“With all the hype about Ramy and Kai, I thought, ‘What’s the one body part these guys could accentuate onstage over me?’ And it’s quad development. Even though I beat ’em on separation, they have it on thickness and pure mass. So I put my focus on legs. I told people the only chance they have is with legs. So if I train legs harder or more often, then that takes away their best punch. And once you do that, then they can’t really fight with you. Really, it was quad sweep from the rear that I was most concerned about. So I was trying to make my glutes smaller, bring out the outer quads, and make my hamstrings pop. I just wanted that better shape, and that’s what we were able to do.”
The key was a double double. First, he double-split legs, breaking them into two sessions in the same day: quadriceps in the afternoon, hamstrings and calves in the evening. Then, he doubled their workload, hitting them twice over his seven-day split. On paper, not much changed between the two workouts. He switched in front squats for back squats and/or vertical leg presses for 45-degree leg presses in the second workout. The main difference was a greater focus on increasing the time under tension in the second workout. For example, he might go lighter on leg extensions and hold contractions.
These are four exercises that Heath worked into his routine during the past year.
- CLOSE-GRIP BENCH PRESS: He doesn’t do any barbell pressing on chest day, but he inserted this old standby into his arm days.

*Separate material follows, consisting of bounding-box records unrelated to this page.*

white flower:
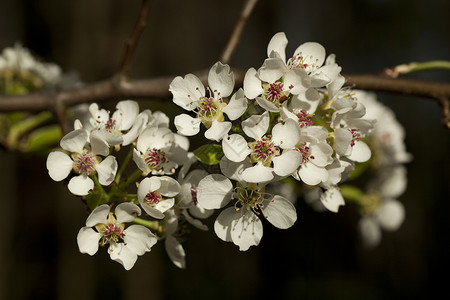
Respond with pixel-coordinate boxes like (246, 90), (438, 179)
(77, 202), (157, 270)
(197, 174), (297, 251)
(222, 111), (301, 183)
(358, 165), (407, 247)
(355, 90), (412, 166)
(84, 100), (143, 145)
(178, 153), (214, 230)
(137, 176), (180, 219)
(133, 127), (189, 175)
(169, 62), (247, 140)
(47, 129), (117, 196)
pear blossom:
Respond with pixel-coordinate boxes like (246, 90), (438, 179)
(133, 126), (189, 175)
(244, 32), (341, 112)
(358, 165), (407, 247)
(197, 174), (297, 251)
(222, 111), (302, 183)
(137, 176), (180, 219)
(80, 100), (142, 146)
(77, 202), (157, 270)
(169, 62), (247, 140)
(355, 90), (412, 167)
(47, 129), (117, 196)
(164, 209), (186, 269)
(177, 153), (214, 230)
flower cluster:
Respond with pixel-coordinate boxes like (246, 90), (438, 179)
(47, 33), (400, 269)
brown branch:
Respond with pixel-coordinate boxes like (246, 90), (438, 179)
(119, 0), (150, 76)
(220, 0), (258, 64)
(345, 74), (450, 100)
(0, 70), (450, 126)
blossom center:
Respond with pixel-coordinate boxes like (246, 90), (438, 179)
(144, 191), (162, 205)
(143, 148), (168, 171)
(249, 135), (280, 167)
(348, 129), (361, 147)
(235, 183), (263, 214)
(73, 150), (96, 175)
(96, 212), (125, 246)
(196, 96), (224, 128)
(296, 109), (314, 128)
(295, 142), (314, 164)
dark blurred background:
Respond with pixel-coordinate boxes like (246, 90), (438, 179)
(0, 0), (450, 299)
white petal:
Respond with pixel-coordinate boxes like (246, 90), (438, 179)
(91, 130), (123, 145)
(267, 32), (288, 61)
(95, 155), (117, 185)
(220, 156), (251, 181)
(243, 68), (264, 99)
(231, 211), (263, 251)
(258, 58), (287, 83)
(320, 187), (345, 212)
(169, 74), (205, 110)
(241, 111), (270, 140)
(205, 120), (231, 141)
(141, 205), (165, 219)
(208, 62), (234, 97)
(272, 150), (302, 176)
(157, 176), (181, 197)
(298, 161), (328, 185)
(150, 198), (175, 218)
(47, 151), (73, 181)
(67, 175), (94, 196)
(173, 114), (202, 136)
(334, 128), (353, 156)
(222, 134), (251, 162)
(86, 204), (110, 227)
(197, 174), (233, 209)
(261, 195), (297, 229)
(272, 119), (300, 149)
(214, 207), (241, 242)
(59, 129), (89, 153)
(358, 217), (381, 247)
(114, 202), (141, 223)
(348, 141), (372, 162)
(222, 88), (248, 121)
(108, 243), (137, 270)
(376, 199), (405, 231)
(77, 227), (101, 255)
(256, 97), (280, 112)
(137, 176), (161, 204)
(133, 149), (148, 173)
(89, 131), (109, 156)
(242, 163), (273, 183)
(124, 225), (158, 255)
(294, 42), (325, 72)
(112, 100), (139, 131)
(164, 235), (186, 269)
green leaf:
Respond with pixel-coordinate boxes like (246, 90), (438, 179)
(22, 125), (62, 152)
(194, 144), (223, 165)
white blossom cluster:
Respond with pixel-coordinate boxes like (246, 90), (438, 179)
(47, 33), (386, 269)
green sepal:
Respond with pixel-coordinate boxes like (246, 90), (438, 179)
(339, 184), (366, 203)
(194, 144), (224, 165)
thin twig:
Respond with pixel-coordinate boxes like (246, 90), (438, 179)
(119, 0), (150, 76)
(220, 0), (258, 64)
(439, 97), (450, 129)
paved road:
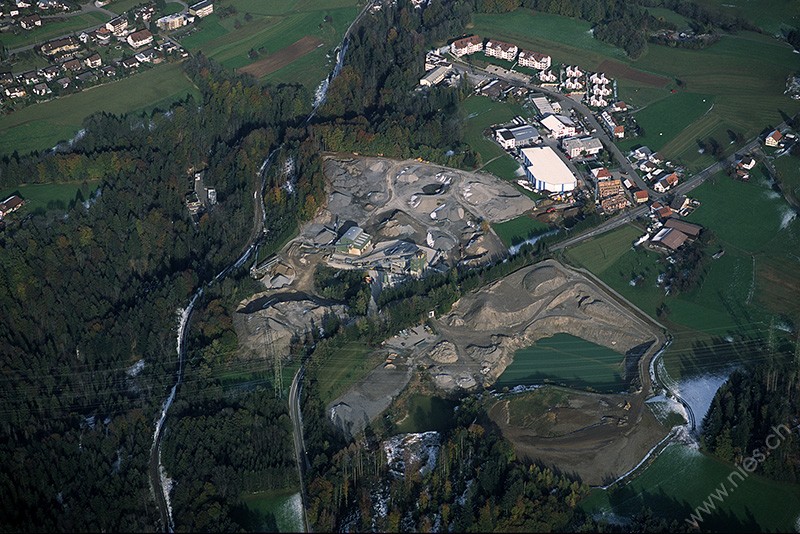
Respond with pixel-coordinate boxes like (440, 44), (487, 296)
(289, 367), (311, 532)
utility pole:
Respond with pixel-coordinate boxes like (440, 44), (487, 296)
(264, 317), (283, 398)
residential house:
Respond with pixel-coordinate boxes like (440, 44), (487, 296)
(61, 59), (83, 72)
(651, 228), (689, 250)
(483, 40), (519, 61)
(19, 15), (42, 30)
(653, 172), (678, 193)
(156, 13), (188, 30)
(39, 65), (61, 82)
(561, 137), (603, 159)
(664, 218), (703, 237)
(450, 35), (483, 57)
(517, 50), (552, 70)
(764, 130), (783, 146)
(592, 167), (612, 182)
(41, 37), (81, 56)
(419, 64), (453, 87)
(33, 83), (53, 96)
(19, 70), (40, 85)
(121, 57), (139, 69)
(83, 54), (103, 69)
(189, 0), (214, 18)
(495, 124), (541, 150)
(106, 17), (128, 37)
(5, 87), (28, 98)
(541, 115), (578, 139)
(128, 30), (153, 48)
(0, 195), (25, 218)
(94, 26), (111, 46)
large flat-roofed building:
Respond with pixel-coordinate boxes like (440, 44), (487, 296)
(495, 124), (539, 150)
(450, 35), (483, 57)
(419, 65), (451, 87)
(189, 0), (214, 18)
(561, 137), (603, 159)
(522, 146), (578, 193)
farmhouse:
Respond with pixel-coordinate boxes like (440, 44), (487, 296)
(0, 195), (25, 219)
(83, 54), (103, 69)
(664, 218), (703, 237)
(495, 124), (539, 150)
(41, 37), (81, 56)
(541, 115), (578, 139)
(651, 228), (689, 250)
(189, 0), (214, 18)
(484, 40), (519, 61)
(522, 146), (578, 193)
(156, 13), (188, 30)
(450, 35), (483, 57)
(419, 65), (452, 87)
(334, 226), (372, 256)
(33, 83), (52, 96)
(517, 50), (552, 70)
(19, 15), (42, 30)
(128, 30), (153, 48)
(106, 17), (128, 36)
(764, 130), (783, 146)
(561, 137), (603, 159)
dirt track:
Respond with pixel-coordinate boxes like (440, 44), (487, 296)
(236, 36), (323, 78)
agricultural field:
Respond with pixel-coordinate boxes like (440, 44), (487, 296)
(0, 11), (111, 50)
(564, 172), (800, 378)
(617, 92), (712, 151)
(463, 95), (531, 180)
(0, 63), (199, 155)
(579, 444), (800, 532)
(181, 0), (359, 89)
(470, 9), (800, 170)
(0, 180), (99, 215)
(492, 215), (550, 247)
(495, 334), (626, 392)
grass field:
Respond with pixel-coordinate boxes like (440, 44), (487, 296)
(618, 92), (712, 151)
(0, 180), (99, 214)
(492, 215), (550, 247)
(317, 341), (383, 404)
(495, 334), (626, 391)
(181, 0), (359, 88)
(242, 490), (303, 532)
(463, 95), (531, 180)
(397, 393), (458, 433)
(0, 63), (199, 155)
(470, 8), (800, 170)
(579, 444), (800, 532)
(0, 11), (110, 50)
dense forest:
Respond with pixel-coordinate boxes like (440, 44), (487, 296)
(702, 342), (800, 482)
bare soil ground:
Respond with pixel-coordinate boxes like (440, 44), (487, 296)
(597, 59), (670, 87)
(236, 36), (323, 78)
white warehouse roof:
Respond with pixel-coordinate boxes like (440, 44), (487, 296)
(522, 146), (577, 191)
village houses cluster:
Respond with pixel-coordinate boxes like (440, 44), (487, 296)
(0, 0), (214, 106)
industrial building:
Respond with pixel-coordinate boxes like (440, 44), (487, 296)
(521, 146), (578, 193)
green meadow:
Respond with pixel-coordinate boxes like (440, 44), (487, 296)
(494, 334), (626, 391)
(579, 444), (800, 532)
(492, 215), (550, 247)
(0, 63), (199, 154)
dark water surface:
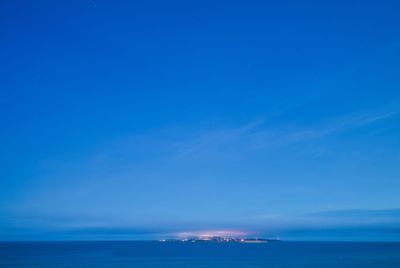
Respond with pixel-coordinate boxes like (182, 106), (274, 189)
(0, 241), (400, 268)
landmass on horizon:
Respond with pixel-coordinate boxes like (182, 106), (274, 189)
(159, 236), (281, 243)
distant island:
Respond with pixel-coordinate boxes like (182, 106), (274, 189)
(159, 236), (281, 243)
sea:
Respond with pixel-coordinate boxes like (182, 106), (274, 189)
(0, 241), (400, 268)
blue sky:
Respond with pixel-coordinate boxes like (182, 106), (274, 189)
(0, 0), (400, 240)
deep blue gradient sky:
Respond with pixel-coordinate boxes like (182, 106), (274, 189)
(0, 0), (400, 240)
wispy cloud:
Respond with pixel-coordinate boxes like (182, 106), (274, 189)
(166, 111), (398, 159)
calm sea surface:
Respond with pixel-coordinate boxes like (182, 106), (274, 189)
(0, 242), (400, 268)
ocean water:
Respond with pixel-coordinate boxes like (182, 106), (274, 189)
(0, 241), (400, 268)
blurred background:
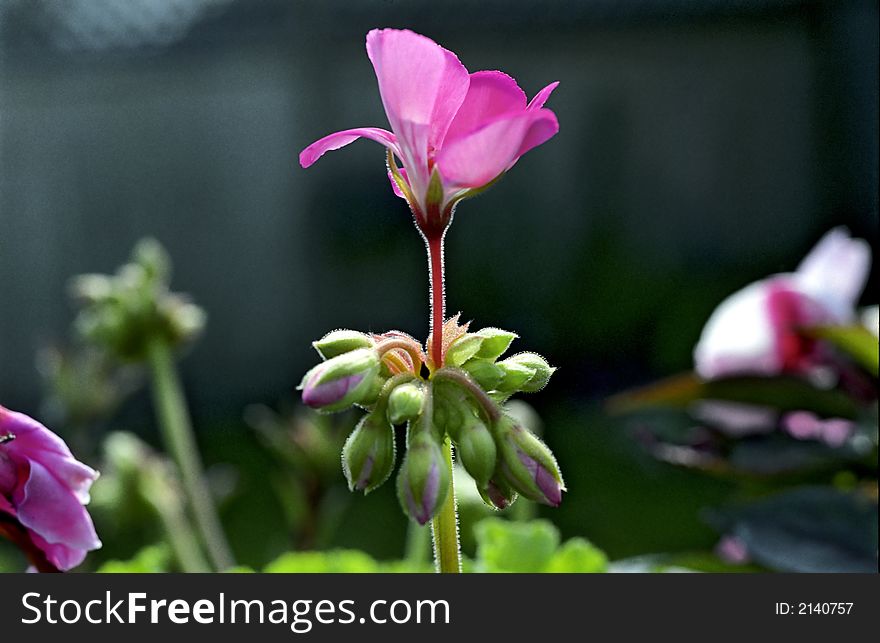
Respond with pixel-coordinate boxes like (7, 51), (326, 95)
(0, 0), (878, 567)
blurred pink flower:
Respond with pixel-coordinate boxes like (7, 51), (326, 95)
(782, 411), (855, 447)
(694, 228), (871, 379)
(299, 29), (559, 231)
(0, 406), (101, 570)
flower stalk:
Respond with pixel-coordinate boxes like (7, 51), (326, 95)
(431, 437), (461, 574)
(147, 337), (235, 571)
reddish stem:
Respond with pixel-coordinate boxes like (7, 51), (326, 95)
(425, 230), (446, 369)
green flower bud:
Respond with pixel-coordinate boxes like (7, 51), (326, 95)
(299, 348), (379, 413)
(449, 409), (497, 488)
(477, 471), (518, 509)
(443, 328), (517, 366)
(461, 357), (504, 391)
(397, 430), (450, 525)
(475, 327), (519, 361)
(443, 333), (483, 366)
(312, 329), (374, 359)
(164, 297), (206, 344)
(494, 416), (565, 507)
(500, 353), (556, 393)
(495, 359), (536, 395)
(342, 413), (394, 494)
(388, 382), (425, 424)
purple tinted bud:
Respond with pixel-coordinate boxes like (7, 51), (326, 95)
(303, 374), (364, 409)
(517, 451), (562, 507)
(397, 433), (449, 525)
(299, 348), (379, 412)
(342, 409), (394, 493)
(495, 416), (565, 507)
(480, 476), (516, 509)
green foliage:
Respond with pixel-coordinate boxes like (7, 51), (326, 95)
(98, 544), (172, 574)
(712, 486), (877, 573)
(263, 549), (380, 574)
(808, 326), (880, 377)
(475, 518), (608, 573)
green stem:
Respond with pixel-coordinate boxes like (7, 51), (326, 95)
(142, 463), (211, 574)
(404, 520), (431, 571)
(148, 337), (235, 571)
(431, 436), (461, 574)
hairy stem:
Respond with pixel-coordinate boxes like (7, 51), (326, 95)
(431, 436), (461, 574)
(149, 337), (235, 571)
(434, 366), (502, 424)
(425, 232), (446, 369)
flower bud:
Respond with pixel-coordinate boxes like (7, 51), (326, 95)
(495, 416), (565, 507)
(312, 329), (373, 359)
(475, 328), (519, 361)
(342, 412), (394, 494)
(443, 328), (517, 366)
(299, 348), (379, 413)
(443, 333), (483, 366)
(449, 409), (497, 488)
(502, 353), (556, 393)
(477, 471), (517, 510)
(397, 430), (450, 525)
(388, 382), (425, 424)
(495, 358), (536, 395)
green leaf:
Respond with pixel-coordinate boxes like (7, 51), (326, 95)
(443, 333), (483, 366)
(263, 549), (379, 574)
(98, 545), (171, 574)
(544, 538), (608, 574)
(709, 487), (877, 573)
(474, 518), (559, 572)
(476, 326), (519, 360)
(805, 326), (880, 377)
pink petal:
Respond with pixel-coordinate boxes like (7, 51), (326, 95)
(367, 29), (470, 193)
(795, 228), (871, 322)
(299, 127), (400, 167)
(444, 71), (526, 144)
(529, 80), (559, 109)
(28, 532), (86, 572)
(437, 109), (559, 188)
(511, 109), (559, 160)
(18, 462), (101, 550)
(0, 409), (98, 504)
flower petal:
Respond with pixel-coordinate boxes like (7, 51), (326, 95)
(444, 71), (526, 144)
(299, 127), (400, 167)
(529, 80), (559, 109)
(0, 409), (98, 504)
(437, 109), (559, 188)
(367, 29), (470, 195)
(694, 281), (782, 379)
(795, 227), (871, 322)
(18, 461), (101, 550)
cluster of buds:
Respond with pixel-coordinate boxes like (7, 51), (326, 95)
(71, 239), (205, 361)
(299, 318), (565, 524)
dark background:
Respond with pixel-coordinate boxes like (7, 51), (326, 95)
(0, 0), (878, 559)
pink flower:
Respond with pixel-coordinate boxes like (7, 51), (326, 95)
(694, 228), (871, 379)
(0, 406), (101, 571)
(299, 29), (559, 231)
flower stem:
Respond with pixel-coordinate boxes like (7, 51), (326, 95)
(148, 337), (235, 571)
(425, 231), (446, 369)
(431, 436), (461, 574)
(404, 520), (431, 571)
(425, 228), (461, 574)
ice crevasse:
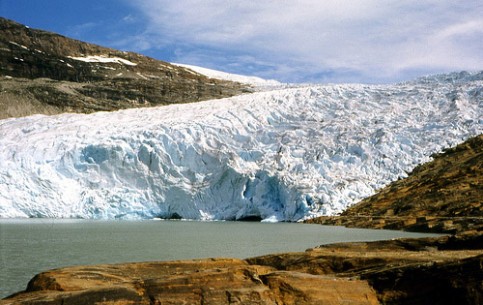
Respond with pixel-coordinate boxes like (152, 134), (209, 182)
(0, 73), (483, 221)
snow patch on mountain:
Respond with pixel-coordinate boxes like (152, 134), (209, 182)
(68, 55), (137, 66)
(172, 63), (282, 87)
(0, 71), (483, 221)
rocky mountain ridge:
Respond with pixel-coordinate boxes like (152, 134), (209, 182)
(0, 18), (251, 119)
(307, 135), (483, 233)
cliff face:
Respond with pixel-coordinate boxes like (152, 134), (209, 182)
(308, 135), (483, 233)
(0, 18), (250, 119)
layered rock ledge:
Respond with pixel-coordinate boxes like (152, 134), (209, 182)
(0, 235), (483, 305)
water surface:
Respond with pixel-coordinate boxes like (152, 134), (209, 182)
(0, 219), (442, 298)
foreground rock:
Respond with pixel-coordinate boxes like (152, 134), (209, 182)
(0, 235), (483, 305)
(0, 18), (250, 119)
(0, 259), (378, 305)
(307, 135), (483, 233)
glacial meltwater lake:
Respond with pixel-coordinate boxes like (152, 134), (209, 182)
(0, 219), (442, 299)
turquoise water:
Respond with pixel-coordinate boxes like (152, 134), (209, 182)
(0, 219), (440, 298)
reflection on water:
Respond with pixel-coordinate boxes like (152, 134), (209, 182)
(0, 219), (442, 298)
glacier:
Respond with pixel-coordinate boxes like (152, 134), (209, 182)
(0, 72), (483, 221)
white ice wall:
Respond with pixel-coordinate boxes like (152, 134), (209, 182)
(0, 73), (483, 221)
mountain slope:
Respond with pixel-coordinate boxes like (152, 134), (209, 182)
(0, 18), (251, 119)
(310, 135), (483, 232)
(0, 73), (483, 221)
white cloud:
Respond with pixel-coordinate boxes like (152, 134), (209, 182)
(124, 0), (483, 81)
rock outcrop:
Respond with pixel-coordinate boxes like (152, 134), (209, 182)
(307, 135), (483, 233)
(0, 235), (483, 305)
(0, 18), (251, 119)
(0, 259), (378, 305)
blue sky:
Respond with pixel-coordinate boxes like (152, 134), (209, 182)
(0, 0), (483, 83)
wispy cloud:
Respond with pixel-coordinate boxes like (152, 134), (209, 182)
(122, 0), (483, 82)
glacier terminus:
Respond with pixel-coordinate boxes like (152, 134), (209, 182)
(0, 72), (483, 221)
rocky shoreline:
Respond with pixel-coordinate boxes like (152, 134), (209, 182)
(0, 234), (483, 305)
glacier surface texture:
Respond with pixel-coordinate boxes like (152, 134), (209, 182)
(0, 73), (483, 221)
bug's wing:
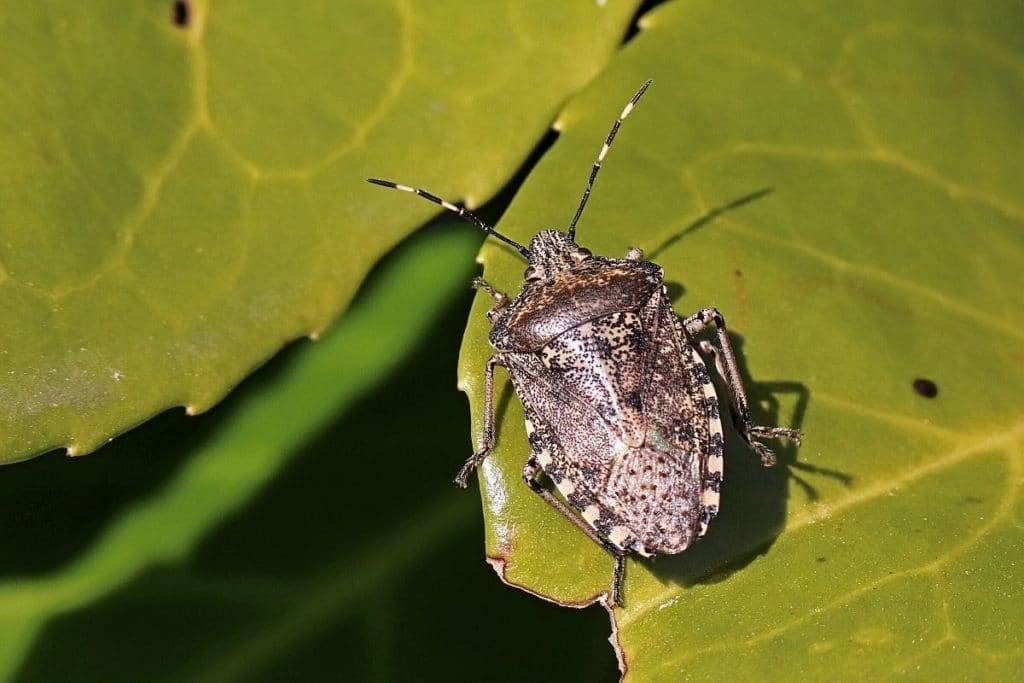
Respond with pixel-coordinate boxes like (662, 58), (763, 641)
(608, 292), (723, 553)
(540, 311), (647, 446)
(507, 353), (636, 550)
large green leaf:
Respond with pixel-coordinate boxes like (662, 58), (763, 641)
(0, 224), (614, 681)
(0, 0), (633, 462)
(461, 2), (1024, 680)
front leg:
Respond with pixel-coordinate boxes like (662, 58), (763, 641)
(455, 353), (505, 488)
(683, 307), (801, 467)
(473, 278), (509, 325)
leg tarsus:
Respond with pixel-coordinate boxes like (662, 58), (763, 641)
(611, 553), (626, 607)
(455, 355), (502, 488)
(682, 307), (801, 467)
(473, 278), (509, 323)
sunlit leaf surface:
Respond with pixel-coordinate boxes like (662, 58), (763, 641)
(0, 0), (634, 462)
(461, 2), (1024, 681)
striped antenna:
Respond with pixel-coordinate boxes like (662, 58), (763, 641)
(568, 79), (653, 242)
(367, 178), (529, 255)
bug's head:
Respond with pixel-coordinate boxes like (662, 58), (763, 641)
(524, 230), (593, 282)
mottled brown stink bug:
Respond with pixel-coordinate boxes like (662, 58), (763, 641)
(370, 81), (800, 605)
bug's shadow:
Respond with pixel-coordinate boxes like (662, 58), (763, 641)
(648, 333), (852, 586)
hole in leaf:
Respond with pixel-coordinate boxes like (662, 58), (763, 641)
(913, 378), (939, 398)
(621, 0), (667, 45)
(171, 0), (191, 28)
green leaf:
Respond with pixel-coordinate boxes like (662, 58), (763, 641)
(460, 2), (1024, 680)
(0, 219), (614, 682)
(0, 0), (632, 462)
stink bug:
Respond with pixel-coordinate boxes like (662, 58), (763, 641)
(370, 81), (800, 605)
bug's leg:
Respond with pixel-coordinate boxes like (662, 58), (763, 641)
(522, 455), (626, 607)
(455, 355), (503, 488)
(473, 278), (509, 323)
(626, 247), (643, 261)
(683, 307), (800, 467)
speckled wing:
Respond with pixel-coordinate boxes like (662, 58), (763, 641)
(605, 291), (723, 554)
(499, 291), (721, 555)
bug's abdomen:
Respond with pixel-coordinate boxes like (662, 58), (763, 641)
(509, 293), (721, 555)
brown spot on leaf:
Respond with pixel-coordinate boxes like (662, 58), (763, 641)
(913, 378), (939, 398)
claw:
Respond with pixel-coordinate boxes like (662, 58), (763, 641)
(455, 449), (490, 488)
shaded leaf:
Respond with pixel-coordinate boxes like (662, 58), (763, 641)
(461, 2), (1024, 680)
(0, 0), (632, 462)
(0, 224), (613, 681)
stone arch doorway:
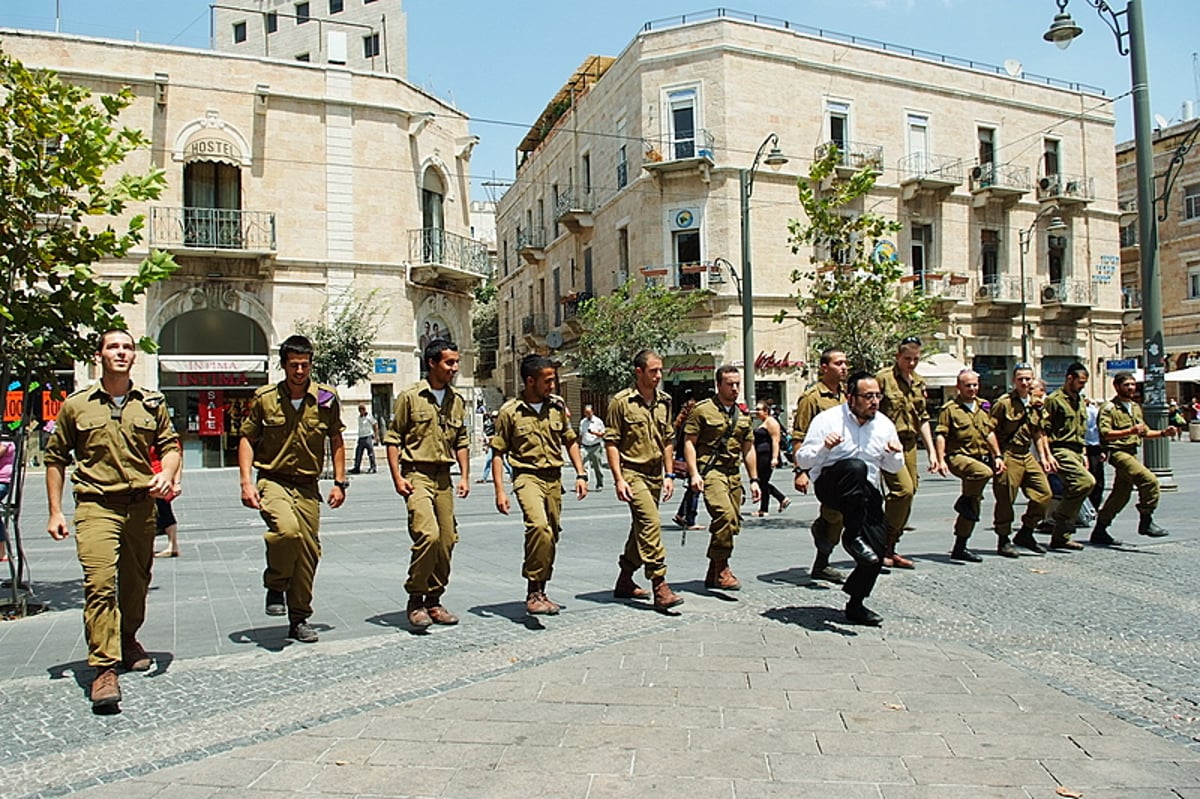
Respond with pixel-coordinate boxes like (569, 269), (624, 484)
(158, 308), (270, 468)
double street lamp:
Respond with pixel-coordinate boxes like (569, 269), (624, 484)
(1042, 0), (1174, 479)
(738, 133), (787, 409)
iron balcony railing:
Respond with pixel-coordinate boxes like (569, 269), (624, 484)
(408, 228), (490, 275)
(148, 205), (275, 252)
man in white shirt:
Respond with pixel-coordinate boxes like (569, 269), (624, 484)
(797, 372), (904, 626)
(580, 405), (604, 488)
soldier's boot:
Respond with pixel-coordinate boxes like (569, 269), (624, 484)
(1087, 518), (1121, 547)
(612, 566), (650, 599)
(704, 558), (742, 591)
(650, 577), (683, 611)
(1013, 527), (1046, 554)
(1138, 513), (1169, 539)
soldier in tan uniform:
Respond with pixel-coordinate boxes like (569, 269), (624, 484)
(238, 336), (349, 643)
(383, 338), (470, 630)
(44, 330), (179, 713)
(792, 348), (850, 584)
(683, 365), (760, 591)
(491, 355), (588, 615)
(604, 349), (683, 611)
(991, 364), (1051, 557)
(1044, 362), (1096, 549)
(1091, 372), (1175, 546)
(936, 370), (998, 563)
(875, 336), (941, 569)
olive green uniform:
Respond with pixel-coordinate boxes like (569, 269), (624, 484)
(383, 380), (468, 597)
(240, 380), (346, 624)
(1043, 389), (1096, 539)
(937, 397), (992, 539)
(875, 366), (932, 553)
(491, 396), (578, 582)
(792, 383), (846, 555)
(604, 389), (673, 578)
(1096, 397), (1159, 527)
(991, 391), (1052, 537)
(683, 400), (754, 560)
(44, 384), (179, 668)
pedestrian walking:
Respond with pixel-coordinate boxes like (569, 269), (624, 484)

He does them after pre-exhausting his triceps with isolation exercises.
- LOW-CABLE CROSSOVER: By pulling the cables from low positions to above his chest, he’s able to focus more on his upper, inner pecs.
- MACHINE PULLOVER: He discovered this is an excellent method for removing the biceps from back work to better isolate his lats.
- SPIDER CURL: This biceps curl done on the flat side of a preacher bench helps him focus more on contractions.